O Papa Leão XIV afirmou esta quarta-feira, no Vaticano, que o mundo precisa de projectos que libertem as pessoas e promovam a paz, e não de guerras usadas para conquistar mercados, territórios ou poder político.

Falando durante a celebração das Primeiras Vésperas, na Basílica de São Pedro, o líder da Igreja Católica disse que a humanidade necessita de um caminho justo, humano e pacífico, especialmente num momento marcado por conflitos armados em várias partes do mundo.

“Hoje sentimos a necessidade de um projecto sábio, livre e libertador, um projecto pacífico e fiel”, declarou o Papa, durante o tradicional Te Deum, cerimónia de agradecimento pelo ano que termina.

Crítica às guerras e interesses ocultos

O Papa alertou que, ao longo da história, continuam a surgir planos que destroem em vez de construir.

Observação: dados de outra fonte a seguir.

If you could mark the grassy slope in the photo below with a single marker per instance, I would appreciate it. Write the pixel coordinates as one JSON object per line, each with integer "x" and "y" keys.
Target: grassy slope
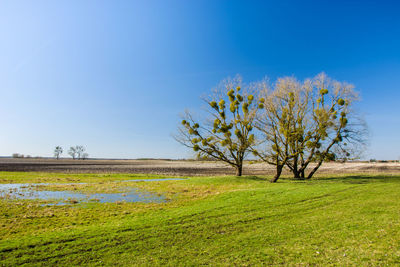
{"x": 352, "y": 220}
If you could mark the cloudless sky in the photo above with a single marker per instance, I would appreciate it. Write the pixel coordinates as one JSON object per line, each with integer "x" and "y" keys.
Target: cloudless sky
{"x": 115, "y": 75}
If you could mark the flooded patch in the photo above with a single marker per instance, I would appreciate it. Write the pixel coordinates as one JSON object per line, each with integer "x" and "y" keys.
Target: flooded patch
{"x": 32, "y": 191}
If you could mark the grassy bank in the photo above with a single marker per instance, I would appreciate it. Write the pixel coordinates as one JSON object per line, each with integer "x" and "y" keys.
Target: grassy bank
{"x": 344, "y": 220}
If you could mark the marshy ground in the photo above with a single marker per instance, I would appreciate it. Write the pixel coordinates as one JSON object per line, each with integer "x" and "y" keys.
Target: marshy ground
{"x": 351, "y": 219}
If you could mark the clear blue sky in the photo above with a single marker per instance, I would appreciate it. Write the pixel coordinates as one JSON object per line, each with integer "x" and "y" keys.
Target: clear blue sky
{"x": 115, "y": 75}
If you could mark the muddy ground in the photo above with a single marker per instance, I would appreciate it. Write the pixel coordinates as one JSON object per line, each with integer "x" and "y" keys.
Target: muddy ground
{"x": 177, "y": 167}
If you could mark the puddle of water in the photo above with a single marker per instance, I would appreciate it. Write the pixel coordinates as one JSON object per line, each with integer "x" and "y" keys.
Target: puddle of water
{"x": 29, "y": 191}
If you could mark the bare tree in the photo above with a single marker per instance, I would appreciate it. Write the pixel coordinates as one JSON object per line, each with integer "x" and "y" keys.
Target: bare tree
{"x": 309, "y": 122}
{"x": 72, "y": 152}
{"x": 282, "y": 105}
{"x": 79, "y": 151}
{"x": 57, "y": 152}
{"x": 226, "y": 135}
{"x": 331, "y": 130}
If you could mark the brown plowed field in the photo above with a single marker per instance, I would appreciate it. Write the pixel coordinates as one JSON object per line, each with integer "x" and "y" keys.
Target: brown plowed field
{"x": 176, "y": 167}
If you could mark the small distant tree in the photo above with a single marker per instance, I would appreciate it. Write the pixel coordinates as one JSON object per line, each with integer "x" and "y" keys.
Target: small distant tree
{"x": 57, "y": 152}
{"x": 72, "y": 152}
{"x": 226, "y": 135}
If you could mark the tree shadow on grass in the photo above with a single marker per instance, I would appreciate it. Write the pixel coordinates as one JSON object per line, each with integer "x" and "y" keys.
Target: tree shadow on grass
{"x": 253, "y": 178}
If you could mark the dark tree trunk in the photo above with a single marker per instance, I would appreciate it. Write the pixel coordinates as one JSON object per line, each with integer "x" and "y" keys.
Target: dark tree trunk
{"x": 314, "y": 170}
{"x": 278, "y": 173}
{"x": 296, "y": 173}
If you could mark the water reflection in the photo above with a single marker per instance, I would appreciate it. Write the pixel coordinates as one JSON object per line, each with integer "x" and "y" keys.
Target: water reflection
{"x": 31, "y": 191}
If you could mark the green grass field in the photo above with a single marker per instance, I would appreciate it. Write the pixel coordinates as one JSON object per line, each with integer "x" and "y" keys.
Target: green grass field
{"x": 333, "y": 220}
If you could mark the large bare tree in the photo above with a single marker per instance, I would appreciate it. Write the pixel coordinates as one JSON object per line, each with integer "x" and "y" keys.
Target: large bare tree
{"x": 309, "y": 122}
{"x": 282, "y": 105}
{"x": 226, "y": 134}
{"x": 57, "y": 152}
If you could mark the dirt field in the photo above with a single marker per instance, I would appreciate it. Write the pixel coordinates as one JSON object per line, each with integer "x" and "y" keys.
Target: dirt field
{"x": 176, "y": 167}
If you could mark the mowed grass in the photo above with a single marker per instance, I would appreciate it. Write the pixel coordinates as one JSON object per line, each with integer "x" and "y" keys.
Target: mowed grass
{"x": 347, "y": 220}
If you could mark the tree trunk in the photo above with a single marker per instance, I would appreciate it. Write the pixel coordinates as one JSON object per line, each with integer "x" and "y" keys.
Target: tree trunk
{"x": 296, "y": 173}
{"x": 314, "y": 170}
{"x": 239, "y": 170}
{"x": 278, "y": 173}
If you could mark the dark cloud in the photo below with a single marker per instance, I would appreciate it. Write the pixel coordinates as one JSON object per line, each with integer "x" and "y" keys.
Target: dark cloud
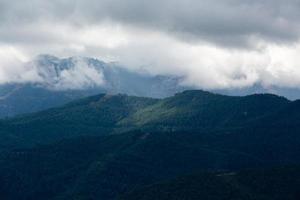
{"x": 211, "y": 43}
{"x": 226, "y": 22}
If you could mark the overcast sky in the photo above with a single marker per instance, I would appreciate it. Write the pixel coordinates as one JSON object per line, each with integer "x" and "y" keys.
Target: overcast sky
{"x": 212, "y": 43}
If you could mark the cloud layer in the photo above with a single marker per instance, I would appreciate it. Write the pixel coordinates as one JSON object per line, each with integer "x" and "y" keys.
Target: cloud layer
{"x": 212, "y": 44}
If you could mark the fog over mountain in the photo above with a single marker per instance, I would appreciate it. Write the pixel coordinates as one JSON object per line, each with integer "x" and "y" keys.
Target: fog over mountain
{"x": 51, "y": 81}
{"x": 213, "y": 45}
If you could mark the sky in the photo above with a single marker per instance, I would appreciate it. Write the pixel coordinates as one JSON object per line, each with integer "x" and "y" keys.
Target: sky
{"x": 212, "y": 44}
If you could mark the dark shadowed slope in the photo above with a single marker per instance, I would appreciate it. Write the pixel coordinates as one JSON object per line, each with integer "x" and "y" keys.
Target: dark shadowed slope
{"x": 105, "y": 114}
{"x": 269, "y": 184}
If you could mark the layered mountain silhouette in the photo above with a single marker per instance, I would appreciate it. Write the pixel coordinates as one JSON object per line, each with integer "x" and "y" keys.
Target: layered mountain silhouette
{"x": 58, "y": 81}
{"x": 193, "y": 145}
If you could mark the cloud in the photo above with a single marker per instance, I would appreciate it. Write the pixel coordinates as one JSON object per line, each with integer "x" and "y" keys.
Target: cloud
{"x": 212, "y": 44}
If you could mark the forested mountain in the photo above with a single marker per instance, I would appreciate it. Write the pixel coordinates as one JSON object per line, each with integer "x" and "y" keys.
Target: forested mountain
{"x": 119, "y": 146}
{"x": 61, "y": 80}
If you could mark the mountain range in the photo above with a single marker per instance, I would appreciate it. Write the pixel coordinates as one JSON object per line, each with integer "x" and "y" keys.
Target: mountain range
{"x": 192, "y": 145}
{"x": 58, "y": 81}
{"x": 51, "y": 81}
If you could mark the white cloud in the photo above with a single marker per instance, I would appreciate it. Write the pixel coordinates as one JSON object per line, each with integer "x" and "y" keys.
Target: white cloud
{"x": 212, "y": 44}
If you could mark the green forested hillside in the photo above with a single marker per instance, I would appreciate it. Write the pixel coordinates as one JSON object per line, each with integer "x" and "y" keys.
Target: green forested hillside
{"x": 109, "y": 147}
{"x": 105, "y": 114}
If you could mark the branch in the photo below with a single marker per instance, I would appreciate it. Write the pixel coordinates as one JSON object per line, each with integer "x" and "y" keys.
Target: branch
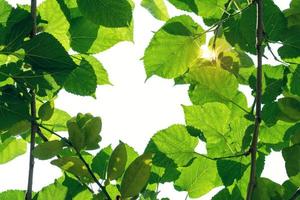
{"x": 33, "y": 113}
{"x": 259, "y": 50}
{"x": 225, "y": 157}
{"x": 69, "y": 143}
{"x": 295, "y": 195}
{"x": 45, "y": 139}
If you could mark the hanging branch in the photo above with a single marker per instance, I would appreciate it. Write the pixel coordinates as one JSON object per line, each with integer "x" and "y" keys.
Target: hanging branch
{"x": 32, "y": 112}
{"x": 259, "y": 51}
{"x": 69, "y": 143}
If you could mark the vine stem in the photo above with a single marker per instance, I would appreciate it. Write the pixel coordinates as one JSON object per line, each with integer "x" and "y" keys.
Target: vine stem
{"x": 103, "y": 189}
{"x": 259, "y": 51}
{"x": 32, "y": 112}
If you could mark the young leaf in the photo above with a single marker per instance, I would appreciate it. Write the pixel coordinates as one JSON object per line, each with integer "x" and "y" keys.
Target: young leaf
{"x": 19, "y": 128}
{"x": 108, "y": 13}
{"x": 46, "y": 110}
{"x": 54, "y": 190}
{"x": 56, "y": 22}
{"x": 100, "y": 162}
{"x": 12, "y": 194}
{"x": 92, "y": 130}
{"x": 174, "y": 48}
{"x": 117, "y": 162}
{"x": 176, "y": 143}
{"x": 48, "y": 150}
{"x": 157, "y": 8}
{"x": 11, "y": 148}
{"x": 198, "y": 178}
{"x": 136, "y": 176}
{"x": 73, "y": 165}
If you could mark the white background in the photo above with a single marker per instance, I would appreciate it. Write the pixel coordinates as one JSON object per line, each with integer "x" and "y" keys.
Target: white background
{"x": 132, "y": 110}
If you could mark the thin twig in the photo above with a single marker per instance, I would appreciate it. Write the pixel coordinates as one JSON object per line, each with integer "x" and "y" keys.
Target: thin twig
{"x": 33, "y": 112}
{"x": 259, "y": 50}
{"x": 81, "y": 158}
{"x": 295, "y": 195}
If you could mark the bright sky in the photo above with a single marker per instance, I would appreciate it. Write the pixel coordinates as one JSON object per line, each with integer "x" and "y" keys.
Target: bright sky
{"x": 132, "y": 110}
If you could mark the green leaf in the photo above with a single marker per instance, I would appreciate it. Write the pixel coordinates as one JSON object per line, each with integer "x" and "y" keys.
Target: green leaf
{"x": 224, "y": 136}
{"x": 289, "y": 109}
{"x": 48, "y": 149}
{"x": 212, "y": 84}
{"x": 73, "y": 165}
{"x": 82, "y": 80}
{"x": 240, "y": 29}
{"x": 92, "y": 130}
{"x": 117, "y": 162}
{"x": 294, "y": 81}
{"x": 108, "y": 13}
{"x": 198, "y": 178}
{"x": 76, "y": 136}
{"x": 12, "y": 194}
{"x": 11, "y": 148}
{"x": 100, "y": 162}
{"x": 157, "y": 8}
{"x": 44, "y": 52}
{"x": 290, "y": 51}
{"x": 174, "y": 48}
{"x": 46, "y": 110}
{"x": 19, "y": 128}
{"x": 55, "y": 21}
{"x": 11, "y": 102}
{"x": 100, "y": 72}
{"x": 54, "y": 190}
{"x": 267, "y": 189}
{"x": 136, "y": 176}
{"x": 87, "y": 37}
{"x": 176, "y": 143}
{"x": 292, "y": 159}
{"x": 58, "y": 120}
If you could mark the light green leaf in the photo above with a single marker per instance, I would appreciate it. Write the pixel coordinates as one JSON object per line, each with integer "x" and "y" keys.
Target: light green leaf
{"x": 48, "y": 149}
{"x": 267, "y": 189}
{"x": 198, "y": 178}
{"x": 54, "y": 190}
{"x": 224, "y": 136}
{"x": 108, "y": 13}
{"x": 11, "y": 148}
{"x": 73, "y": 165}
{"x": 290, "y": 51}
{"x": 100, "y": 72}
{"x": 82, "y": 80}
{"x": 46, "y": 110}
{"x": 100, "y": 162}
{"x": 12, "y": 194}
{"x": 92, "y": 130}
{"x": 117, "y": 162}
{"x": 44, "y": 52}
{"x": 212, "y": 84}
{"x": 56, "y": 22}
{"x": 76, "y": 135}
{"x": 176, "y": 143}
{"x": 157, "y": 8}
{"x": 292, "y": 159}
{"x": 19, "y": 128}
{"x": 174, "y": 48}
{"x": 87, "y": 37}
{"x": 136, "y": 176}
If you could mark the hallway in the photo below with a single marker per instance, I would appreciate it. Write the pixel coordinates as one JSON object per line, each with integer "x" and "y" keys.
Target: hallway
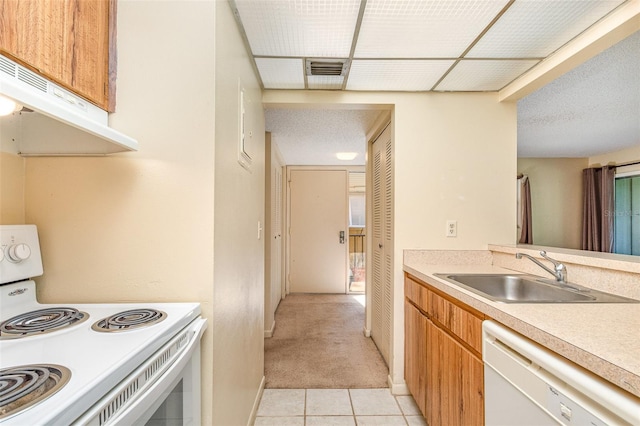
{"x": 320, "y": 369}
{"x": 319, "y": 343}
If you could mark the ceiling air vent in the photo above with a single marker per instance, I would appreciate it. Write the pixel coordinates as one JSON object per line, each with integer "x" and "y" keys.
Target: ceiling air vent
{"x": 327, "y": 67}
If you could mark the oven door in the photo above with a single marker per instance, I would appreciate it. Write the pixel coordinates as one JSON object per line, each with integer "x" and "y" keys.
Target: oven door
{"x": 170, "y": 397}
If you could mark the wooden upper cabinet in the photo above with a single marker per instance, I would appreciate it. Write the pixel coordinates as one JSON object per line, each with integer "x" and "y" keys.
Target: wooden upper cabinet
{"x": 71, "y": 42}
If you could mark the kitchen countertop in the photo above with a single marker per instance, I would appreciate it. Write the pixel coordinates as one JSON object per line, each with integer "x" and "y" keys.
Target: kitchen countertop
{"x": 602, "y": 338}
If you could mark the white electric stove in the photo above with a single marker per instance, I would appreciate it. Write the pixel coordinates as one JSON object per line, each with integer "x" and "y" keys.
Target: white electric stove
{"x": 101, "y": 364}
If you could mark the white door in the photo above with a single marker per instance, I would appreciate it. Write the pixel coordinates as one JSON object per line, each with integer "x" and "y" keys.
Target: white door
{"x": 318, "y": 231}
{"x": 276, "y": 237}
{"x": 382, "y": 243}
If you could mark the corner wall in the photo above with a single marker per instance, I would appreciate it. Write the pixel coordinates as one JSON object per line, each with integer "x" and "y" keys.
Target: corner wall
{"x": 139, "y": 226}
{"x": 238, "y": 293}
{"x": 12, "y": 175}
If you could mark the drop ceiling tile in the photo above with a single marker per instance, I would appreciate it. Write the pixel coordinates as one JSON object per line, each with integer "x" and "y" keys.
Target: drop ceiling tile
{"x": 279, "y": 73}
{"x": 299, "y": 27}
{"x": 400, "y": 75}
{"x": 422, "y": 29}
{"x": 484, "y": 75}
{"x": 536, "y": 28}
{"x": 325, "y": 82}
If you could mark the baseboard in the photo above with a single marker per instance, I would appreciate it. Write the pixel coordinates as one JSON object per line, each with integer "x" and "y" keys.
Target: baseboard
{"x": 256, "y": 403}
{"x": 269, "y": 333}
{"x": 397, "y": 388}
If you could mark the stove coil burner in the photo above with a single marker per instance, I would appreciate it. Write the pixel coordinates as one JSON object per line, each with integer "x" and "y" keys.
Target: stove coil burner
{"x": 128, "y": 320}
{"x": 26, "y": 385}
{"x": 40, "y": 321}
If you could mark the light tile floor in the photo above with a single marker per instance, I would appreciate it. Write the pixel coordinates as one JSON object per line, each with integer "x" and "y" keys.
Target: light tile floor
{"x": 325, "y": 407}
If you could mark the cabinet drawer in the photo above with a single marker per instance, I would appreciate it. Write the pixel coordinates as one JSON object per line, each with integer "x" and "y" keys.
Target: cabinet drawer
{"x": 463, "y": 324}
{"x": 416, "y": 293}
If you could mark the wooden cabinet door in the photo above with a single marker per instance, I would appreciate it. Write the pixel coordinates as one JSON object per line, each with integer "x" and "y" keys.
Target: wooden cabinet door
{"x": 415, "y": 354}
{"x": 455, "y": 378}
{"x": 71, "y": 42}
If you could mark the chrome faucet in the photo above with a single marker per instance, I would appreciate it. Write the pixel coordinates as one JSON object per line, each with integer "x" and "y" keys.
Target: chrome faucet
{"x": 559, "y": 271}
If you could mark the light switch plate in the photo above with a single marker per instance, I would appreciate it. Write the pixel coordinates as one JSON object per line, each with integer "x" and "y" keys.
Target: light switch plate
{"x": 452, "y": 228}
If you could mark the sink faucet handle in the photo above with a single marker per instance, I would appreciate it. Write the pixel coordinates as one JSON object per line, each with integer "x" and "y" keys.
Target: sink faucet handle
{"x": 561, "y": 270}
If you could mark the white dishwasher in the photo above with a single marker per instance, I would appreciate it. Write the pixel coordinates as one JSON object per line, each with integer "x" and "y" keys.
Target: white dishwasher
{"x": 526, "y": 384}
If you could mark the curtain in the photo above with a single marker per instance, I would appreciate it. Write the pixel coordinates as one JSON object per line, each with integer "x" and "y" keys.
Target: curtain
{"x": 598, "y": 207}
{"x": 524, "y": 211}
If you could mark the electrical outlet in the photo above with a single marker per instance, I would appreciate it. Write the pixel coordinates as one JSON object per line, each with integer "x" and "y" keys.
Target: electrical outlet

Segundo ele, muitos conflitos são motivados por interesses económicos e políticos, mas acabam sendo justificados com discursos falsos.

“Há estratégias armadas que tentam dominar mercados, territórios e zonas de influência, escondidas atrás de discursos hipócritas, ideologias e até falsas motivações religiosas”, denunciou.

Apelo à responsabilidade global

A mensagem do Papa Leão XIV surge num contexto internacional marcado por guerras, tensões geopolíticas e crises humanitárias, reforçando o apelo da Igreja Católica à resolução pacífica de conflitos, ao diálogo entre nações e ao respeito pela dignidade humana.

O líder católico defendeu que apenas projectos baseados na paz, justiça e solidariedade podem garantir um futuro melhor para a humanidade.